A cross-provider handoff is the ability to take a conversation history generated by one LLM provider (such as Anthropic) and seamlessly continue that conversation using a different provider (such as OpenAI or Google). In pi-ai, this works because all providers implement the same unified message schema and streaming interface, allowing message arrays to be passed between providers without transformation.

### How does pi-ai handle different message formats between OpenAI and Anthropic?

pi-ai normalizes all provider-specific formats into a single message schema defined in [`packages/ai/src/types.ts`](https://github.com/badlogic/pi-mono/blob/main/packages/ai/src/types.ts). For example, while Anthropic uses native thinking blocks and OpenAI uses specific tool-call ID formats, pi-ai's provider implementations convert these to standard `ThinkingContent` and `ToolCall` types at the boundary.
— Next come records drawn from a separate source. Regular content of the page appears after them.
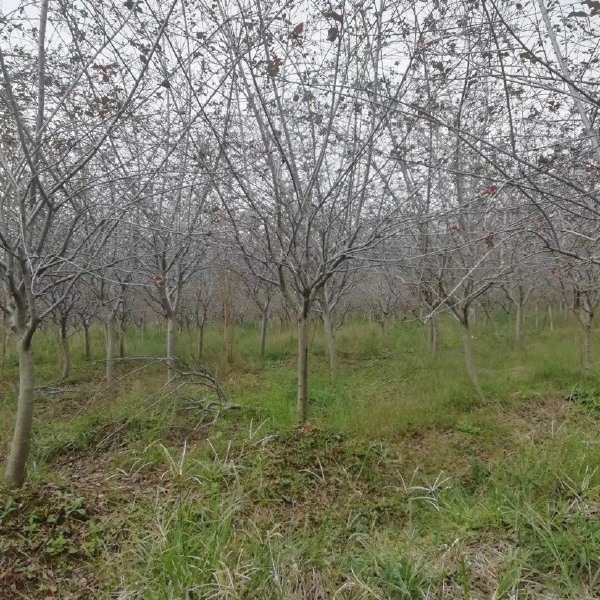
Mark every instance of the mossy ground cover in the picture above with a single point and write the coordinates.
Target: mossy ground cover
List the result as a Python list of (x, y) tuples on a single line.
[(403, 485)]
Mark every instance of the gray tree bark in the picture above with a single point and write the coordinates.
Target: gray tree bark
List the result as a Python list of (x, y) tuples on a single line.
[(303, 323), (19, 449)]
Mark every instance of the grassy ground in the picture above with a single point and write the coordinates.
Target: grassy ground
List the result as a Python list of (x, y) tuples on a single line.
[(403, 486)]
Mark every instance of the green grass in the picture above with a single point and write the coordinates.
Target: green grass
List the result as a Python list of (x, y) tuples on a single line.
[(405, 485)]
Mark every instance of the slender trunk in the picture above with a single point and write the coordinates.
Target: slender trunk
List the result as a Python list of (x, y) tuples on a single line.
[(587, 346), (263, 332), (519, 325), (5, 334), (121, 341), (469, 359), (171, 356), (303, 324), (200, 349), (87, 342), (19, 450), (110, 349), (330, 340), (66, 350), (433, 335)]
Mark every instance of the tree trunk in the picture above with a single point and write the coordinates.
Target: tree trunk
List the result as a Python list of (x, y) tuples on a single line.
[(5, 334), (66, 350), (302, 405), (171, 356), (19, 450), (587, 347), (263, 332), (121, 341), (200, 349), (433, 335), (87, 342), (519, 325), (110, 349), (330, 340), (469, 359)]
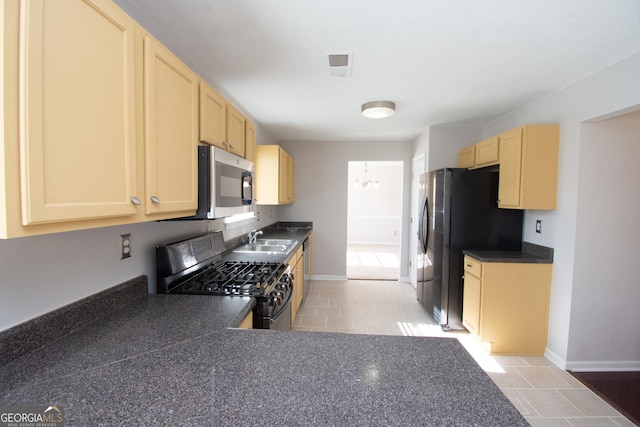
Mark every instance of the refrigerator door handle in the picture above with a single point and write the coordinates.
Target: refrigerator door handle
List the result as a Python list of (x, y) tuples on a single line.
[(426, 239), (422, 233)]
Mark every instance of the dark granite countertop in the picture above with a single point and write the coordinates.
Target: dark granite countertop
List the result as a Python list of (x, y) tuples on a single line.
[(257, 377), (176, 360), (529, 254), (288, 230)]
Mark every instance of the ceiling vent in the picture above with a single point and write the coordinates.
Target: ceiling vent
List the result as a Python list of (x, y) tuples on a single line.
[(340, 64)]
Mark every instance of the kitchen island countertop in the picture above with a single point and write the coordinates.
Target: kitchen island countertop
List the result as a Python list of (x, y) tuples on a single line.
[(529, 254), (171, 360)]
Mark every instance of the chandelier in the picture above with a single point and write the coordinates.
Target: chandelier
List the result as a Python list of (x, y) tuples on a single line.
[(366, 182)]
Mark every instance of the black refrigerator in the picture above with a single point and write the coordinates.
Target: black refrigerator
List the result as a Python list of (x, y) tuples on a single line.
[(458, 211)]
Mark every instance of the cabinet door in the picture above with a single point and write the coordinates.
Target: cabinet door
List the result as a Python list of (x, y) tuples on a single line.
[(171, 131), (471, 303), (466, 157), (250, 141), (235, 131), (510, 169), (283, 176), (290, 179), (486, 152), (213, 117), (77, 111)]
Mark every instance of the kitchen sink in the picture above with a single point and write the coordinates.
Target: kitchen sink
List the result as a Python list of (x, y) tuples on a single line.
[(268, 246), (276, 242)]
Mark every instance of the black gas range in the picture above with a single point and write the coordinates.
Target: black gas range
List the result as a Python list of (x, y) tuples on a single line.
[(195, 266)]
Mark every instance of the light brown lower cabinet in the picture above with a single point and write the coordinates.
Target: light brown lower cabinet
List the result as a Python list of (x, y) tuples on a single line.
[(506, 305)]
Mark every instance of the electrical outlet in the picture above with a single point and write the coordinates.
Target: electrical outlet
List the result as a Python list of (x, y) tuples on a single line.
[(125, 246)]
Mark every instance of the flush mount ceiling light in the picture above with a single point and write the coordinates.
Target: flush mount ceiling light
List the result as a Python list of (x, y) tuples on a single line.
[(378, 109)]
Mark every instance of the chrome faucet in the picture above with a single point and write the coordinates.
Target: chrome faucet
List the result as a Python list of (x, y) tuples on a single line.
[(253, 235)]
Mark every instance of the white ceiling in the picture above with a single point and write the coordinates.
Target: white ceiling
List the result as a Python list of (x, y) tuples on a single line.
[(442, 62)]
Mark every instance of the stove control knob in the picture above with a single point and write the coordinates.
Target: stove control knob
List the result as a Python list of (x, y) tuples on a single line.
[(284, 286)]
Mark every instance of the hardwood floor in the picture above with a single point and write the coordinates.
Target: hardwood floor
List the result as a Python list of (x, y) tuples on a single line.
[(620, 389)]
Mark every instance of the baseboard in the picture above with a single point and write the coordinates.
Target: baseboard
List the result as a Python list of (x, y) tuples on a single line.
[(328, 278), (604, 366), (555, 359)]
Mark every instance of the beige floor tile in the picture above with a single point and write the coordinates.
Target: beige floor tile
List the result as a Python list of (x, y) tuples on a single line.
[(313, 321), (506, 361), (327, 311), (542, 377), (546, 395), (566, 376), (550, 403), (623, 421), (593, 422), (548, 422), (537, 360), (510, 378), (588, 402), (519, 402)]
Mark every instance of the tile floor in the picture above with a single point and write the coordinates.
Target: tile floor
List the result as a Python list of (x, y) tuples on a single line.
[(543, 393)]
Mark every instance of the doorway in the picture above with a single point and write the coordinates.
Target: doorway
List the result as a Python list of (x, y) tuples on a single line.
[(374, 220)]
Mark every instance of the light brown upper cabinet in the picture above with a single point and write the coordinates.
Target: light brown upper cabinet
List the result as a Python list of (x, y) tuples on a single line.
[(529, 167), (486, 153), (528, 160), (213, 117), (274, 175), (223, 125), (171, 131), (77, 139), (235, 131), (250, 141), (467, 157)]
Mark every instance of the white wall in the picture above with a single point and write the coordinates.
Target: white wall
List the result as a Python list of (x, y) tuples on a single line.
[(321, 196), (375, 215), (446, 141), (610, 92), (604, 313)]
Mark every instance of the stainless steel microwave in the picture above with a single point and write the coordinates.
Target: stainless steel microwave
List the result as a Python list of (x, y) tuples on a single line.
[(225, 184)]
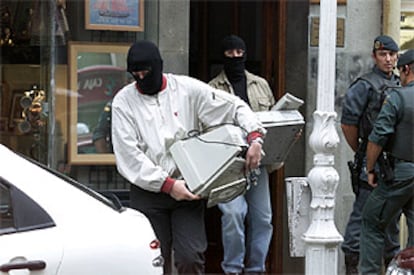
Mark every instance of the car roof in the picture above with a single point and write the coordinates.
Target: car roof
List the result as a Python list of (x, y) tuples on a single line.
[(58, 196)]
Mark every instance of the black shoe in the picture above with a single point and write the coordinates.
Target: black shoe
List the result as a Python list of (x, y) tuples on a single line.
[(351, 263)]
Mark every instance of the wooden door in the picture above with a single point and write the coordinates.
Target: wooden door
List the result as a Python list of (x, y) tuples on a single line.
[(262, 26)]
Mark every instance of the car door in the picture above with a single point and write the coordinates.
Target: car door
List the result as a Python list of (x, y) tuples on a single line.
[(29, 238)]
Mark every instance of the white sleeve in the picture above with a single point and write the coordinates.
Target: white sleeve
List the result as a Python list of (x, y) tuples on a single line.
[(131, 161)]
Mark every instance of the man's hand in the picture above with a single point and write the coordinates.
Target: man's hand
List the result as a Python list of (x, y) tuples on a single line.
[(253, 156), (372, 180), (180, 192)]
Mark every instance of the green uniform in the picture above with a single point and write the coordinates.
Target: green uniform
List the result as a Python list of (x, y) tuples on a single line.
[(387, 200)]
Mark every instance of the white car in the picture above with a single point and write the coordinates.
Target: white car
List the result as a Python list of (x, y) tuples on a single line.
[(50, 224)]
This normalization ensures that a message created by Anthropic's API is structurally identical to one created by OpenAI's API within the pi-ai system.

### Can tool calls from one provider be executed by another provider in pi-ai?
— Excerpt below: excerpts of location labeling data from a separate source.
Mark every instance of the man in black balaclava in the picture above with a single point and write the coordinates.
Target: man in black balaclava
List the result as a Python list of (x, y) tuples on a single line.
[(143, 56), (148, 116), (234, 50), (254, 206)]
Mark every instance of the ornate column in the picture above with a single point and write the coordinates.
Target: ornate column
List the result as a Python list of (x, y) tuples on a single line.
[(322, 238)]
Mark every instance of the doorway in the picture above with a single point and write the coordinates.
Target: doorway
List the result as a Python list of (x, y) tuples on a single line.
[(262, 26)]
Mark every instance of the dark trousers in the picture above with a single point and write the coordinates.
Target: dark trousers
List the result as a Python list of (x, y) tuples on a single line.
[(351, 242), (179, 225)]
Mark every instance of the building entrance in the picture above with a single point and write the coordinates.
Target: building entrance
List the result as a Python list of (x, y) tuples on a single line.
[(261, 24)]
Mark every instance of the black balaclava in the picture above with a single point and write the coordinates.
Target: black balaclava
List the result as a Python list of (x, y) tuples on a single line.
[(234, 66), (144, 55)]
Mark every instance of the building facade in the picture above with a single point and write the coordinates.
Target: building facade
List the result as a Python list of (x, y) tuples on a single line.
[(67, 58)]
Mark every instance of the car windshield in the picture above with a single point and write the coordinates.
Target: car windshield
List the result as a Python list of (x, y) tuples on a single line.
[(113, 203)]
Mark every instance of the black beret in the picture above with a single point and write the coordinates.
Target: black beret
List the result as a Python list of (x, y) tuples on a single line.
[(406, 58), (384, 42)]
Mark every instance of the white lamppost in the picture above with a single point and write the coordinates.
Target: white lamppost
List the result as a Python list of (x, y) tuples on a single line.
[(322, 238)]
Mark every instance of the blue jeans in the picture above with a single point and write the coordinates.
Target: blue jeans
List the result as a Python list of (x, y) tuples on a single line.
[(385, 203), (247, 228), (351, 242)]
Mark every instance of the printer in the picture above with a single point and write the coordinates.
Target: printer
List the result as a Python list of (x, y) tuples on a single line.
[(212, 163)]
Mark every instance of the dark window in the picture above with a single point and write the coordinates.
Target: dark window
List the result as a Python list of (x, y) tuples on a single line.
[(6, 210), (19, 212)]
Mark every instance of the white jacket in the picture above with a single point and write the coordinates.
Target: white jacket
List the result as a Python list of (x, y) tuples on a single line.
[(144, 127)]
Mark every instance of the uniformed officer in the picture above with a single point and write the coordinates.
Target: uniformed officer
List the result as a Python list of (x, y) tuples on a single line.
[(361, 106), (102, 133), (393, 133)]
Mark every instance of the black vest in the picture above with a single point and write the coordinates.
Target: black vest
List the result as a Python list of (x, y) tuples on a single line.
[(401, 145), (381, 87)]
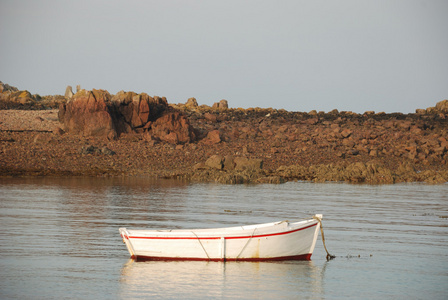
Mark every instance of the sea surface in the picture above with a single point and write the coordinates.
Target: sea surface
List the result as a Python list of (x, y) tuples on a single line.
[(59, 240)]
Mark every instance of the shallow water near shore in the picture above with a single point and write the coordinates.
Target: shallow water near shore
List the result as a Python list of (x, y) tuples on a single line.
[(60, 239)]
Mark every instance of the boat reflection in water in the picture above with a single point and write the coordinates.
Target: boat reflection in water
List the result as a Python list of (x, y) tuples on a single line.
[(204, 279)]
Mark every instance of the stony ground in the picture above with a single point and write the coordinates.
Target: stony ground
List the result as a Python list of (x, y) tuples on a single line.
[(292, 146)]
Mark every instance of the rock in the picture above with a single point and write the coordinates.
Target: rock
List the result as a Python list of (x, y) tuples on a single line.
[(68, 92), (173, 127), (215, 162), (90, 149), (229, 163), (88, 114), (132, 111), (210, 117), (223, 104), (242, 163), (213, 137), (442, 106), (192, 103)]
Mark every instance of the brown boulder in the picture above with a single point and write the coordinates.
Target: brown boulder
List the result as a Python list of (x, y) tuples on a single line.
[(133, 111), (215, 162), (242, 163), (191, 103), (88, 114), (213, 137), (223, 104), (173, 127)]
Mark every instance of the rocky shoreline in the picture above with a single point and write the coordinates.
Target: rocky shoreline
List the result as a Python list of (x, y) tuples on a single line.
[(219, 144)]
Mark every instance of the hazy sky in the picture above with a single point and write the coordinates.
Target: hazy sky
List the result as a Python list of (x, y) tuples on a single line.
[(352, 55)]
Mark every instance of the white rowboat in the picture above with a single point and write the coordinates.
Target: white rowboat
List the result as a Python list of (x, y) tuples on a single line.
[(271, 241)]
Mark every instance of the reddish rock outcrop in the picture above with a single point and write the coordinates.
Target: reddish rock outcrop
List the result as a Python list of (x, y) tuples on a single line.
[(88, 114), (97, 113), (173, 127)]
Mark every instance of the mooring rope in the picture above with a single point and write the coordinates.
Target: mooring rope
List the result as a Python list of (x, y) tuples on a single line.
[(201, 245), (329, 256)]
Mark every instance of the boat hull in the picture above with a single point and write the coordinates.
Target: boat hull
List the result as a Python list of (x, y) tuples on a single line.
[(271, 241)]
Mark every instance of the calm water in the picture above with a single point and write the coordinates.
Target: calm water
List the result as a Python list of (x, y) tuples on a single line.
[(59, 239)]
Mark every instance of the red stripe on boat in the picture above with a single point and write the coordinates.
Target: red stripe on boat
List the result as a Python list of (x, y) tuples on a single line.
[(217, 238), (161, 258)]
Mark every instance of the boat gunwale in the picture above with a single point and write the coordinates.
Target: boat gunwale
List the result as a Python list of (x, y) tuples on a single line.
[(218, 233)]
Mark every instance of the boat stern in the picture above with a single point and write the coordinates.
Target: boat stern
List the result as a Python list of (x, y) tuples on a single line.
[(125, 236)]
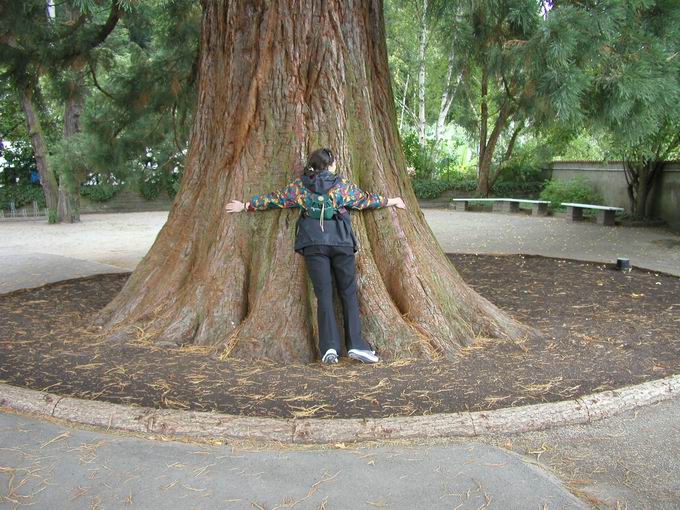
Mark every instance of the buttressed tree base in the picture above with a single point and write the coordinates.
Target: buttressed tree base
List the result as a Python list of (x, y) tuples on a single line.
[(278, 79)]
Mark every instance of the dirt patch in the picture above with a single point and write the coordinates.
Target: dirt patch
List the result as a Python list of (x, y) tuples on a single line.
[(603, 329)]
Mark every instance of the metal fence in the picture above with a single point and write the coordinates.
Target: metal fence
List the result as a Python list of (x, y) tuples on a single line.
[(24, 212)]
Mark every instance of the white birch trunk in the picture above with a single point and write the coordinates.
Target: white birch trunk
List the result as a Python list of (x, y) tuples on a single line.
[(421, 74)]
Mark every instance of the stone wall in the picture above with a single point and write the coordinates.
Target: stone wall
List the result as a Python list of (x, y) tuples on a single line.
[(610, 180)]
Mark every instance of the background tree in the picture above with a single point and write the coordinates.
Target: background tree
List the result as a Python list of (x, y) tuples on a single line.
[(36, 39), (268, 92), (634, 92)]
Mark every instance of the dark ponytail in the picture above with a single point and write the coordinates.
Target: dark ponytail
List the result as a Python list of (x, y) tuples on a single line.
[(318, 161)]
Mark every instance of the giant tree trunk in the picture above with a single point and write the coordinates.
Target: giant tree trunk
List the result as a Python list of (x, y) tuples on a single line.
[(47, 178), (278, 79)]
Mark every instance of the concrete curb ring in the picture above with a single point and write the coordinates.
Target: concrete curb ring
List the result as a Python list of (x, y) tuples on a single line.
[(216, 426)]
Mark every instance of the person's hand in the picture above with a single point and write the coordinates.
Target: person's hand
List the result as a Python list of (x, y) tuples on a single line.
[(235, 206), (396, 202)]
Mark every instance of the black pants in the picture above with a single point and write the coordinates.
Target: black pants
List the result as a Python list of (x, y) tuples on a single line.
[(323, 263)]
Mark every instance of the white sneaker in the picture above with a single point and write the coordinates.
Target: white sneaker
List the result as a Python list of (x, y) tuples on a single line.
[(363, 356), (330, 357)]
Yes, tool calls generated by one provider can be understood and processed by another provider during a cross-provider handoff. The [`cross-provider-handoff.test.ts`](https://github.com/badlogic/pi-mono/blob/main/cross-provider-handoff.test.ts) file specifically tests this scenario by generating tool-call fixtures from multiple providers, concatenating them into a mixed conversation history, and verifying that the target provider can parse the tool-call IDs and context. The unified `ToolCall` type ensures that tool-call identifiers remain valid across provider boundaries.

### Where is the cross-provider handoff logic tested in the repository?

The cross-provider handoff logic is tested in [`packages/ai/test/cross-provider-handoff.test.ts`](https://github.com/badlogic/pi-mono/blob/main/packages/ai/test/cross-provider-handoff.test.ts). This integration test generates conversation fixtures for every supported provider and model combination using the `generateContext` function, then concatenates messages from different providers into a single array. Finally, it passes this mixed-origin message history to `completeSimple` for each target provider to verify that cross-provider handoffs work correctly. The test validates that tool calls, thinking blocks, and message metadata transfer seamlessly between providers.